Finance Minister Bill English has confirmed he is in talks with the Reserve Bank over introducing so called debt to income limits on mortgages. 

It was a tool the bank wanted to look at but it had not asked him for a conclusion. He would wait and see what the analysis said and did not want to prejudge discussions with central bank Governor Graeme Wheeler.

The Government has a memorandum of understanding (MOU) with the Reserve Bank which defines the tools it can use to limit lending and prevent a housing "bubble" developing and curb any risks to banks.

The bank already uses "loan to value" (LVR) ratios and English would have to add the debt to income tool to the measures available to the bank under the MOU, but it would be up to the Reserve Bank to decide how and when to use it.

It is in use in the United Kingdom, where it limits lending to no more than 4.5 times annual earnings. 

That would limit the average family to a loan of almost $400,000 at a time when average house prices have hit $955,000 and are heading to $1 million. It would likely hit investors as well as first home buyers.

Auckland's LVRs are set so that no more than 15 per cent of new loans can be made to home buyers with less than a 20 per cent deposit.
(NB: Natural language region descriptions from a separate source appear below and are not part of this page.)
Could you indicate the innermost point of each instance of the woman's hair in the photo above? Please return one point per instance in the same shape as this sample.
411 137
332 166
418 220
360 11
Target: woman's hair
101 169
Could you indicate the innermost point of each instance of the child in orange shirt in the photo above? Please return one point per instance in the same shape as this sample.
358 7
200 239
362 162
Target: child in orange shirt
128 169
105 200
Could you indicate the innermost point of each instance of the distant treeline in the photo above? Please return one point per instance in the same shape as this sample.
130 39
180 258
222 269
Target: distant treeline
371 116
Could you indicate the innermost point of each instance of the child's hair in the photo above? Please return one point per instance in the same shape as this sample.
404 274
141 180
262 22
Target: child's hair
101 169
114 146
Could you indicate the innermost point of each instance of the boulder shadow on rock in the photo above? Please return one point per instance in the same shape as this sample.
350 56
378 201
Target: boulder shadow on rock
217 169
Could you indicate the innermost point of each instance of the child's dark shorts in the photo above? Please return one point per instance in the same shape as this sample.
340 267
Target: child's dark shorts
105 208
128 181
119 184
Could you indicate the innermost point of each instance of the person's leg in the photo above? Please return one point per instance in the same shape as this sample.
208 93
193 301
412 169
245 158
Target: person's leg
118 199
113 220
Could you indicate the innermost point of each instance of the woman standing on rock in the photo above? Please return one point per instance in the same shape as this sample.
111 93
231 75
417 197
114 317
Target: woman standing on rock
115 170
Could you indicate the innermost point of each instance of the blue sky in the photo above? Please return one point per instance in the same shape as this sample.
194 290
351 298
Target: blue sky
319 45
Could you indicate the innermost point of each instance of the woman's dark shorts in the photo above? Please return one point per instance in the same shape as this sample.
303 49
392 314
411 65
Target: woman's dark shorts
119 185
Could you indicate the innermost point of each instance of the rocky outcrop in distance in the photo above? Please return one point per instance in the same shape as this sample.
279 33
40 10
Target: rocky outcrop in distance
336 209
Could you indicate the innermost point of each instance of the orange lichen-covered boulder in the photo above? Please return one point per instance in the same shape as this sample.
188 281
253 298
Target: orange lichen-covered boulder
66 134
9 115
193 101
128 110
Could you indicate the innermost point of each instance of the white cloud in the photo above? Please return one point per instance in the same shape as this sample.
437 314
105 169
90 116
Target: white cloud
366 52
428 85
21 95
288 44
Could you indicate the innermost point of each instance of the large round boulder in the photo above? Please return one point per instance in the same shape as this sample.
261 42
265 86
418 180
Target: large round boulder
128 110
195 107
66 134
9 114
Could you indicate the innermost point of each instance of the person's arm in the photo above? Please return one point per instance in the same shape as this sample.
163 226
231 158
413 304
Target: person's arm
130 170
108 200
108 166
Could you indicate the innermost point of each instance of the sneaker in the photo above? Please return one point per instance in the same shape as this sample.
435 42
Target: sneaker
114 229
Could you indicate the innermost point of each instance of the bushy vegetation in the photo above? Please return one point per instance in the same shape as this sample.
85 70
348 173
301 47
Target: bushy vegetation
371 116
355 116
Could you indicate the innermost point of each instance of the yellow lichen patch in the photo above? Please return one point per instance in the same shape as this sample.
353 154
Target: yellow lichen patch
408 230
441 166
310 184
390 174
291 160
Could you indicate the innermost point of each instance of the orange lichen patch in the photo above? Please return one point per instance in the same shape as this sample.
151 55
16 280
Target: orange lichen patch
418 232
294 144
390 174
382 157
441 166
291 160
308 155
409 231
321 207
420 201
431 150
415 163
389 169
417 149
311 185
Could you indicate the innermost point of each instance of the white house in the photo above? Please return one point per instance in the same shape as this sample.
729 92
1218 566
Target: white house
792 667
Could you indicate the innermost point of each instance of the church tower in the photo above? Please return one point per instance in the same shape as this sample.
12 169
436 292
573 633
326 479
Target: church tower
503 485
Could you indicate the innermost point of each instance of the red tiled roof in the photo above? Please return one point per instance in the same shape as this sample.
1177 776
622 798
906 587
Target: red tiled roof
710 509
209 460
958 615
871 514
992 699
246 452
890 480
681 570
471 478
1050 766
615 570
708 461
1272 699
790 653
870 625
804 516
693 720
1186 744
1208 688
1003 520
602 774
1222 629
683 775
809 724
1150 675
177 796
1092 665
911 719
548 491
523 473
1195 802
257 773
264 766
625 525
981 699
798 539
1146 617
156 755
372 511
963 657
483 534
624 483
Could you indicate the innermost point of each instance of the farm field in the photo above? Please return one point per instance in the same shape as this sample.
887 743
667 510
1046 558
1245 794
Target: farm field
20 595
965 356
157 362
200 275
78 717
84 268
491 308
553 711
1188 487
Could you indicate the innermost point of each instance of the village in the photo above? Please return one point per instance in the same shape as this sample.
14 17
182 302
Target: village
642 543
Investors must have 30 per cent.

Meanwhile, commenting on this afternoon release of a planned national policy statement, aimed at opening up more land for housing and business development in Auckland and other centres, English said more land at an affordable price was the only way to give first home buyers a better chance of buying in Auckland.

They should be careful about the risk they were taking buying into a fast rising market at low interest rates because interest rates would certainly go up it was just a matter of when - it might be next year, two or three years away but certainly in the term of a normal mortgage - he said.